That was January 2, 2010.  Today is December 21, 2010.  It's been nearly a year.  In January I weighed 211 lbs.   I'm only 5 feet tall, so 211 pounds on someone my size is considered super-obese.  I don't know how it happened that I reached that size.  Pound by pound over the last eight years brought me to that weight.  When I left the Peace Corps in 2002, I weighed in 144 lbs.  While I was never thin, I was a comfortable size at that weight.  At the time, of course, I always felt too heavy and self-conscious of my body.  I would kill to be that size now!  The thing is though, I'm on my way.  I've lost 33 pounds since last January.  I had hoped to average a pound a week which would have brought me to 52 pounds of weight loss.  While I didn't reach that goal, my progress has been slow and steady and the effects that 33 pounds of fat gone have created in my life, both physically and spiritually, have been too numerous to count.

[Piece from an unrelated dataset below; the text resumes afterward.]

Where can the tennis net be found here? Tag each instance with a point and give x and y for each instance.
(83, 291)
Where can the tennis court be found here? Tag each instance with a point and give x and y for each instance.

Since January 2, 2010, I have found the person that I used to be.  Hiding behind pounds of fat, I had turned into the shell of the person I had once been.  Before this weight consumed my life, I had been a fun-loving, confident and independent person.  As the pounds added on, I lost the sense of who I had been and what I wanted for my life.  Perhaps I can't blame everything on the weight, but this changed person that I had become over the years was certainly somewhat a result of adding on pound after pound.  I don't know how it happened, how I let myself get to over 200 pounds, but somehow I did.

What I know now, though, is that I have regained control of my life.  The dreaded calorie counting and obsession with food didn't happen this time.  Before this journey, I had thought that diets were about me being controlled by food.  I had to limit what I ate and I hated the idea of having to be controlled by what I ate.  What I discovered this time was that it is really the complete opposite.  Food doesn't control me, I have gained control of food.  I am more in control of my life because I don't have to have food dictate what I do.  Instead, I have power over what I eat.  I have control of my body and my habits and I make the choice of how I treat myself.

I have made the commitment to treat myself with the respect that I deserve.  I won't stuff myself until my stomach hurts.  I won't poison my body with fat and grease and carbs.  I won't inflict heartburn and indigestion and diarrhea on myself because of how something tastes.  Instead, what I will do is explore new spices and flavors and eat until I'm satisfied.  I will know what it feels like to eat a meal and enjoy it for the party it creates in my mouth and not the sensation of in my belly. 

Since I started losing weight, my body has changed.  I feel rejuvenated.  I don't suffer from constant heart-burn.  My skin is so much clearer than it had been and my hair is softer and doesn't break as easily.  I don't come home from work everyday unable to interact with my children because I am so tired.  I can now interact with my family instead of taking a nap.  My energy level is so much higher now.  I was even able to run a 5K with my daughter's Girls on the Run program.  While I didn't run the whole time, I was able to finish it.  It was probably the most difficult thing I had ever done.  It wasn't that it was so physically demanding (although it was certainly a challenge), but for me getting over the mental obstacle of thinking that I couldn't do it was more valuable to me than actually crossing the finish line! 

I can't wait to continue this journey!  I can't wait to find the person that I was and to discover the person that I am becoming!  This journey has been the most empowering of my life!  I have taken control!